How should I store twitter token so users don't have to go to twitter_oauth everytime?

Question

I'm developing twitter application so I'm using twitter_oauth gem to authorize. Here's the code which is very basic one. So, if a user goes to /login it will redirect user to twitter login, once he logged in and click authorize the app, the he will be redirected back to my website.

  begin
    callback = ENV['twitter_callback'] || "http://127.0.0.1:4567/login/success"
    request_token = @twitterClient.request_token(:oauth_callback => callback)
    MemcacheUtil::set("request_token_twitter", request_token, 3000)
    redirect request_token.authorize_url
  rescue Exception => e  
    puts e.message  
    puts e.backtrace.join("\n") 
    raise Exception.new("Something's wrong with twitter!")
  end

Here's what I would like to do. If user logged out and he wants to login again. Right now, if he clicks the login button he'll be redirected to twitter again to authorize the app. Is there anyway I could overcome this.
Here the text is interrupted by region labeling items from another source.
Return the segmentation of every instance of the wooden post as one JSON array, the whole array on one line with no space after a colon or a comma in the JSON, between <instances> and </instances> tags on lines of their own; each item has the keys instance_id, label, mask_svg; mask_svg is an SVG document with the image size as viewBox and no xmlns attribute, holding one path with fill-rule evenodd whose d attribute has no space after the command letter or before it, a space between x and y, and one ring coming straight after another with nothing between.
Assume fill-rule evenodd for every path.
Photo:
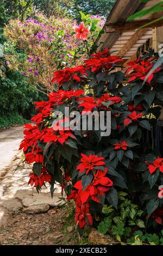
<instances>
[{"instance_id":1,"label":"wooden post","mask_svg":"<svg viewBox=\"0 0 163 256\"><path fill-rule=\"evenodd\" d=\"M158 52L160 50L159 45L163 44L163 27L153 28L152 34L153 48L155 52Z\"/></svg>"}]
</instances>

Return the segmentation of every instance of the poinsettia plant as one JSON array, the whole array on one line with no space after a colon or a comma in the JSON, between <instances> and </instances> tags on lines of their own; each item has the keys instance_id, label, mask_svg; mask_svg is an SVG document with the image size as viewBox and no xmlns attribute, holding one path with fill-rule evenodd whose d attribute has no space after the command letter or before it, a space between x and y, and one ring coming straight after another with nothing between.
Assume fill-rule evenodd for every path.
<instances>
[{"instance_id":1,"label":"poinsettia plant","mask_svg":"<svg viewBox=\"0 0 163 256\"><path fill-rule=\"evenodd\" d=\"M88 33L82 23L76 36L86 40ZM123 60L105 49L83 65L57 70L54 92L47 101L35 103L34 124L25 125L20 149L26 161L34 163L29 184L39 191L48 182L52 196L54 185L60 184L66 198L75 202L79 230L96 222L104 204L117 209L122 190L147 212L148 220L156 215L158 224L161 218L158 209L163 203L158 197L163 159L156 125L163 103L162 68L145 81L156 59L145 56L128 63L124 74L116 71ZM68 107L79 112L81 119L83 111L110 112L110 135L102 136L93 126L91 130L73 130L55 123L54 113ZM67 119L64 115L62 123Z\"/></svg>"}]
</instances>

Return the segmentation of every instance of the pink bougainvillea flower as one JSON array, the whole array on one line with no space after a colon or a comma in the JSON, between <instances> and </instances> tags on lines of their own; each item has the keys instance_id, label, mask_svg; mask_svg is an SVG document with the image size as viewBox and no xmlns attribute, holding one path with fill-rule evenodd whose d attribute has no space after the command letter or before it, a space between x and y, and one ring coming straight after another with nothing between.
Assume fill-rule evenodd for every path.
<instances>
[{"instance_id":1,"label":"pink bougainvillea flower","mask_svg":"<svg viewBox=\"0 0 163 256\"><path fill-rule=\"evenodd\" d=\"M87 40L89 32L89 29L85 27L84 23L82 21L78 26L75 27L75 36L78 39Z\"/></svg>"},{"instance_id":2,"label":"pink bougainvillea flower","mask_svg":"<svg viewBox=\"0 0 163 256\"><path fill-rule=\"evenodd\" d=\"M114 145L114 149L123 149L123 150L127 150L127 147L128 146L128 144L125 141L122 142L120 142L119 143L116 143Z\"/></svg>"},{"instance_id":3,"label":"pink bougainvillea flower","mask_svg":"<svg viewBox=\"0 0 163 256\"><path fill-rule=\"evenodd\" d=\"M87 156L84 154L81 154L82 157L80 159L80 163L77 167L77 169L79 170L80 173L82 173L86 170L86 174L87 174L90 170L93 170L95 166L100 166L105 164L103 160L104 157L99 157L95 155L90 154Z\"/></svg>"},{"instance_id":4,"label":"pink bougainvillea flower","mask_svg":"<svg viewBox=\"0 0 163 256\"><path fill-rule=\"evenodd\" d=\"M148 163L146 162L146 164L148 164L148 169L151 174L152 174L157 169L159 169L161 173L163 173L163 159L158 158L152 163Z\"/></svg>"}]
</instances>

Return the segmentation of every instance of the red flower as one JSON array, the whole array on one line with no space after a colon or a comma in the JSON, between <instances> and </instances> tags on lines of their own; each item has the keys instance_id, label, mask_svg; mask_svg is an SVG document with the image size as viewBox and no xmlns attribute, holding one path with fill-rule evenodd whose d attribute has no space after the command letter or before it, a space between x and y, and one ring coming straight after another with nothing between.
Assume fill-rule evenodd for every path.
<instances>
[{"instance_id":1,"label":"red flower","mask_svg":"<svg viewBox=\"0 0 163 256\"><path fill-rule=\"evenodd\" d=\"M114 104L115 103L119 103L122 100L122 98L120 97L110 97L110 96L108 94L105 94L103 96L102 96L100 98L101 101L103 102L107 102L109 101L112 101L112 102L110 104L111 105Z\"/></svg>"},{"instance_id":2,"label":"red flower","mask_svg":"<svg viewBox=\"0 0 163 256\"><path fill-rule=\"evenodd\" d=\"M59 142L62 145L65 141L69 137L76 138L76 137L68 130L64 129L61 131L54 131L53 128L49 128L47 132L43 136L43 142L52 142L55 143L57 142Z\"/></svg>"},{"instance_id":3,"label":"red flower","mask_svg":"<svg viewBox=\"0 0 163 256\"><path fill-rule=\"evenodd\" d=\"M122 60L119 59L117 56L112 56L105 58L97 58L95 57L91 59L85 60L85 66L90 68L92 72L96 72L100 68L104 68L109 70L112 67L114 64L117 62L121 62Z\"/></svg>"},{"instance_id":4,"label":"red flower","mask_svg":"<svg viewBox=\"0 0 163 256\"><path fill-rule=\"evenodd\" d=\"M30 173L29 176L30 177L28 184L33 186L34 184L35 187L37 187L38 185L42 187L45 182L50 182L52 181L52 176L51 174L46 173L46 168L43 167L41 170L41 173L39 177L35 173Z\"/></svg>"},{"instance_id":5,"label":"red flower","mask_svg":"<svg viewBox=\"0 0 163 256\"><path fill-rule=\"evenodd\" d=\"M57 93L49 94L49 101L55 103L55 105L63 103L67 100L70 100L73 97L78 97L84 93L84 90L77 90L74 92L72 90L65 91L58 90Z\"/></svg>"},{"instance_id":6,"label":"red flower","mask_svg":"<svg viewBox=\"0 0 163 256\"><path fill-rule=\"evenodd\" d=\"M52 83L56 82L60 86L65 82L72 81L80 83L82 78L87 77L85 68L82 65L76 68L66 68L63 70L58 70L54 72L54 77L52 80Z\"/></svg>"},{"instance_id":7,"label":"red flower","mask_svg":"<svg viewBox=\"0 0 163 256\"><path fill-rule=\"evenodd\" d=\"M161 173L163 173L162 160L162 158L159 157L153 162L152 164L148 163L146 162L148 166L148 169L151 174L152 174L157 169L159 169Z\"/></svg>"},{"instance_id":8,"label":"red flower","mask_svg":"<svg viewBox=\"0 0 163 256\"><path fill-rule=\"evenodd\" d=\"M103 161L105 159L99 157L95 155L90 154L87 156L84 154L81 154L82 157L80 159L80 163L77 167L77 169L79 170L79 173L82 173L86 170L86 174L87 174L90 170L93 170L95 166L100 166L105 164L105 162Z\"/></svg>"},{"instance_id":9,"label":"red flower","mask_svg":"<svg viewBox=\"0 0 163 256\"><path fill-rule=\"evenodd\" d=\"M158 193L158 198L160 199L163 198L163 187L161 188L160 191Z\"/></svg>"},{"instance_id":10,"label":"red flower","mask_svg":"<svg viewBox=\"0 0 163 256\"><path fill-rule=\"evenodd\" d=\"M30 153L25 154L25 160L28 163L34 162L36 163L42 163L43 162L43 155L42 150L38 149L33 150Z\"/></svg>"},{"instance_id":11,"label":"red flower","mask_svg":"<svg viewBox=\"0 0 163 256\"><path fill-rule=\"evenodd\" d=\"M84 26L83 22L75 28L76 35L75 36L78 39L87 40L87 35L90 31L86 28Z\"/></svg>"},{"instance_id":12,"label":"red flower","mask_svg":"<svg viewBox=\"0 0 163 256\"><path fill-rule=\"evenodd\" d=\"M152 63L152 58L151 58L148 60L143 60L140 62L139 64L139 62L137 62L136 61L133 63L130 63L130 64L131 65L131 66L130 66L129 69L127 70L127 74L128 74L131 70L133 70L134 71L131 74L128 75L128 77L130 77L128 80L128 82L134 81L137 78L139 78L141 80L145 80L147 75L150 72L153 66L153 63ZM153 71L153 74L148 78L147 82L150 83L153 78L153 74L157 73L162 68L160 67Z\"/></svg>"},{"instance_id":13,"label":"red flower","mask_svg":"<svg viewBox=\"0 0 163 256\"><path fill-rule=\"evenodd\" d=\"M133 111L132 114L127 115L129 118L126 118L124 121L124 126L127 126L133 121L137 121L138 118L140 118L143 116L143 114L142 113L140 113L137 114L136 111Z\"/></svg>"},{"instance_id":14,"label":"red flower","mask_svg":"<svg viewBox=\"0 0 163 256\"><path fill-rule=\"evenodd\" d=\"M119 143L116 143L114 145L114 149L123 149L123 150L127 150L127 147L128 146L126 142L124 141L122 142L120 142Z\"/></svg>"},{"instance_id":15,"label":"red flower","mask_svg":"<svg viewBox=\"0 0 163 256\"><path fill-rule=\"evenodd\" d=\"M79 222L80 229L83 229L86 225L86 220L87 220L90 225L92 225L93 219L90 214L90 204L85 204L81 208L77 206L76 213L75 214L76 224Z\"/></svg>"},{"instance_id":16,"label":"red flower","mask_svg":"<svg viewBox=\"0 0 163 256\"><path fill-rule=\"evenodd\" d=\"M155 222L162 224L163 223L163 210L158 208L151 215L151 217L154 218Z\"/></svg>"},{"instance_id":17,"label":"red flower","mask_svg":"<svg viewBox=\"0 0 163 256\"><path fill-rule=\"evenodd\" d=\"M104 196L105 193L113 185L112 181L109 178L105 176L107 168L105 168L104 172L98 170L96 174L93 174L94 179L92 183L88 185L84 191L82 180L75 184L74 187L79 191L77 196L80 197L82 204L87 202L90 197L93 201L101 203L101 197Z\"/></svg>"}]
</instances>

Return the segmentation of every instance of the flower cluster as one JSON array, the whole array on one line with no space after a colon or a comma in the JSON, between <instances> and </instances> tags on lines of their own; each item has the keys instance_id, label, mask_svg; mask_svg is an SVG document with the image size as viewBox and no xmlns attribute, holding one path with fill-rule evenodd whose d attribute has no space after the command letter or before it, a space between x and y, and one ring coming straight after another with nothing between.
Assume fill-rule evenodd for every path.
<instances>
[{"instance_id":1,"label":"flower cluster","mask_svg":"<svg viewBox=\"0 0 163 256\"><path fill-rule=\"evenodd\" d=\"M82 23L76 29L78 40L82 38L84 43L84 33L89 37L85 28L89 27ZM55 182L59 183L67 200L75 202L75 221L79 230L86 224L93 225L97 216L101 217L104 204L112 205L118 211L122 197L118 192L121 191L142 205L146 212L143 216L162 224L159 211L162 206L156 189L162 185L163 159L155 130L151 130L156 126L160 113L157 106L162 102L158 78L162 68L145 84L140 84L140 79L146 70L140 68L136 71L139 65L151 70L156 60L153 57L135 60L125 76L116 72L122 60L105 49L91 54L83 65L60 68L54 73L53 90L48 100L35 102L33 124L25 125L20 149L23 149L25 161L33 163L29 184L39 190L48 182L53 195ZM110 111L110 135L103 137L102 129L99 126L97 130L93 125L89 129L80 124L79 130L62 126L60 120L64 124L67 120L70 123L71 115L64 113L59 121L53 114L62 113L65 107L73 114L78 111L74 125L79 119L82 120L84 114L89 115L95 110L97 114L103 112L102 121L106 123ZM154 145L157 145L154 150ZM161 190L159 197L162 193Z\"/></svg>"},{"instance_id":2,"label":"flower cluster","mask_svg":"<svg viewBox=\"0 0 163 256\"><path fill-rule=\"evenodd\" d=\"M79 171L79 173L85 173L83 179L88 174L91 175L91 179L85 188L82 184L82 179L78 181L73 186L77 190L72 190L67 199L73 199L76 202L76 223L78 222L80 228L82 229L86 224L86 218L90 225L92 224L90 209L91 200L101 203L102 197L105 197L105 193L110 190L113 182L106 176L107 168L104 168L104 170L98 170L98 168L105 164L103 157L91 154L88 156L82 154L81 156L81 163L77 167L77 170ZM81 216L83 216L82 218Z\"/></svg>"}]
</instances>

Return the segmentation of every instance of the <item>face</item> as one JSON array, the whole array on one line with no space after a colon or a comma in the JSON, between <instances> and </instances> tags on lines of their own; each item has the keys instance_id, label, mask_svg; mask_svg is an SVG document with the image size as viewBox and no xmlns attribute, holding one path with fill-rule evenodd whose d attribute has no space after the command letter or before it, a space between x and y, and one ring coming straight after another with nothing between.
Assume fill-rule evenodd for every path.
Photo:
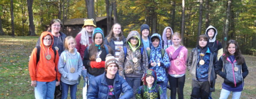
<instances>
[{"instance_id":1,"label":"face","mask_svg":"<svg viewBox=\"0 0 256 99\"><path fill-rule=\"evenodd\" d=\"M149 30L148 29L144 29L141 31L141 34L142 36L144 37L147 37L149 34Z\"/></svg>"},{"instance_id":2,"label":"face","mask_svg":"<svg viewBox=\"0 0 256 99\"><path fill-rule=\"evenodd\" d=\"M199 46L204 47L206 46L207 44L207 41L203 38L200 38L200 39L199 39Z\"/></svg>"},{"instance_id":3,"label":"face","mask_svg":"<svg viewBox=\"0 0 256 99\"><path fill-rule=\"evenodd\" d=\"M95 44L100 45L102 43L102 35L100 33L96 33L95 35L94 42Z\"/></svg>"},{"instance_id":4,"label":"face","mask_svg":"<svg viewBox=\"0 0 256 99\"><path fill-rule=\"evenodd\" d=\"M58 33L61 30L61 24L58 22L55 22L52 25L51 28L52 33Z\"/></svg>"},{"instance_id":5,"label":"face","mask_svg":"<svg viewBox=\"0 0 256 99\"><path fill-rule=\"evenodd\" d=\"M76 47L76 42L74 39L70 40L68 43L68 50L73 50Z\"/></svg>"},{"instance_id":6,"label":"face","mask_svg":"<svg viewBox=\"0 0 256 99\"><path fill-rule=\"evenodd\" d=\"M136 46L138 44L138 42L139 42L139 39L138 39L138 38L137 37L132 37L130 39L130 43L131 43L131 45L133 46Z\"/></svg>"},{"instance_id":7,"label":"face","mask_svg":"<svg viewBox=\"0 0 256 99\"><path fill-rule=\"evenodd\" d=\"M86 25L85 26L85 29L87 32L92 33L93 30L93 25Z\"/></svg>"},{"instance_id":8,"label":"face","mask_svg":"<svg viewBox=\"0 0 256 99\"><path fill-rule=\"evenodd\" d=\"M113 33L114 34L118 35L121 33L121 26L118 24L116 24L113 27Z\"/></svg>"},{"instance_id":9,"label":"face","mask_svg":"<svg viewBox=\"0 0 256 99\"><path fill-rule=\"evenodd\" d=\"M208 30L207 34L210 38L212 38L214 35L214 30L213 29L211 29Z\"/></svg>"},{"instance_id":10,"label":"face","mask_svg":"<svg viewBox=\"0 0 256 99\"><path fill-rule=\"evenodd\" d=\"M227 47L227 51L230 55L235 55L235 52L236 52L236 45L235 44L230 43Z\"/></svg>"},{"instance_id":11,"label":"face","mask_svg":"<svg viewBox=\"0 0 256 99\"><path fill-rule=\"evenodd\" d=\"M171 38L172 36L172 32L171 32L171 29L168 28L166 32L166 37Z\"/></svg>"},{"instance_id":12,"label":"face","mask_svg":"<svg viewBox=\"0 0 256 99\"><path fill-rule=\"evenodd\" d=\"M44 44L45 47L48 47L52 44L52 36L49 35L47 35L44 38Z\"/></svg>"},{"instance_id":13,"label":"face","mask_svg":"<svg viewBox=\"0 0 256 99\"><path fill-rule=\"evenodd\" d=\"M160 42L160 40L159 40L159 39L155 39L154 41L152 42L153 46L154 47L158 47L159 45L159 42Z\"/></svg>"},{"instance_id":14,"label":"face","mask_svg":"<svg viewBox=\"0 0 256 99\"><path fill-rule=\"evenodd\" d=\"M115 63L112 63L108 65L107 70L107 74L114 75L117 72L118 68Z\"/></svg>"},{"instance_id":15,"label":"face","mask_svg":"<svg viewBox=\"0 0 256 99\"><path fill-rule=\"evenodd\" d=\"M152 76L150 76L146 78L146 82L148 85L153 85L154 78Z\"/></svg>"},{"instance_id":16,"label":"face","mask_svg":"<svg viewBox=\"0 0 256 99\"><path fill-rule=\"evenodd\" d=\"M174 35L172 38L172 41L175 45L179 45L180 44L181 38L176 35Z\"/></svg>"}]
</instances>

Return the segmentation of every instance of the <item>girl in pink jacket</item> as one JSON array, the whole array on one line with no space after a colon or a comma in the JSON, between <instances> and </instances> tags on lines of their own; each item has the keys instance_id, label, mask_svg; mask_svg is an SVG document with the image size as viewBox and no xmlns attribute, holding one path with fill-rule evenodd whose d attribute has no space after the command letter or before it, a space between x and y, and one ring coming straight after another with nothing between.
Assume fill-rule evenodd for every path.
<instances>
[{"instance_id":1,"label":"girl in pink jacket","mask_svg":"<svg viewBox=\"0 0 256 99\"><path fill-rule=\"evenodd\" d=\"M171 63L168 69L171 99L176 99L177 90L179 99L183 99L183 88L188 50L180 45L181 37L179 33L175 32L172 35L172 41L173 44L166 50Z\"/></svg>"}]
</instances>

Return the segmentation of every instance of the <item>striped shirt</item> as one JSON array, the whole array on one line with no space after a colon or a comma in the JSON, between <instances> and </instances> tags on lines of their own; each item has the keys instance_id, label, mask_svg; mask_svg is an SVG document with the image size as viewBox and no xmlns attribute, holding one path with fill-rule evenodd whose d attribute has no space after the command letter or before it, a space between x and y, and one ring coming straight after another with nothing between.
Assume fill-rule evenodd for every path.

I notice some site then even though I logged out and i click login again. It does something and logged me in without going to twitter site. How do I do that? Do they keep my token and secret in cookies?

for example: http://www.klout.com

Answer 1

You need to have your own user model for your app, then link 3rd-party accounts. OpenSocial spec defines Account as (domain, userId, username) so that is likely a safe bet. You could store this in memcached as well, or have a different storage, and then store your key on the device or in cookie depending on if web app or native app. Don't store the token in cookie, store reference to your user and then perform a lookup on first request and perhaps store your own auth token in memcached for the "session".

simple MySQL tables for user:

CREATE TABLE IF NOT EXISTS user (id INT NOT NULL AUTO_INCREMENT, name VARCHAR(48), ..., PRIMARY KEY (id));

CREATE TABLE IF NOT EXISTS user_accounts (id INT NOT NULL AUTO_INCREMENT, domain VARCHAR(64), user_id VARCHAR(32), username VARCHAR(32), status TINYINT(1), PRIMARY KEY (id));

OR

simple JSON object for user/accounts (store in memcached for example with your own key)

"user":{"id":yourId, "name":"Some Name", 
    "accounts":[{"domain":"twitter.com", "user_id":"sometoken", "username":"handle"}]
}

Hope that is helpful. Key is store your own users, then reference your key as cookie or on device during subsequent visits and perform your own lookup. For performance you won't want to look up every request so I'd suggest you use memcached to store session thereafter for that user.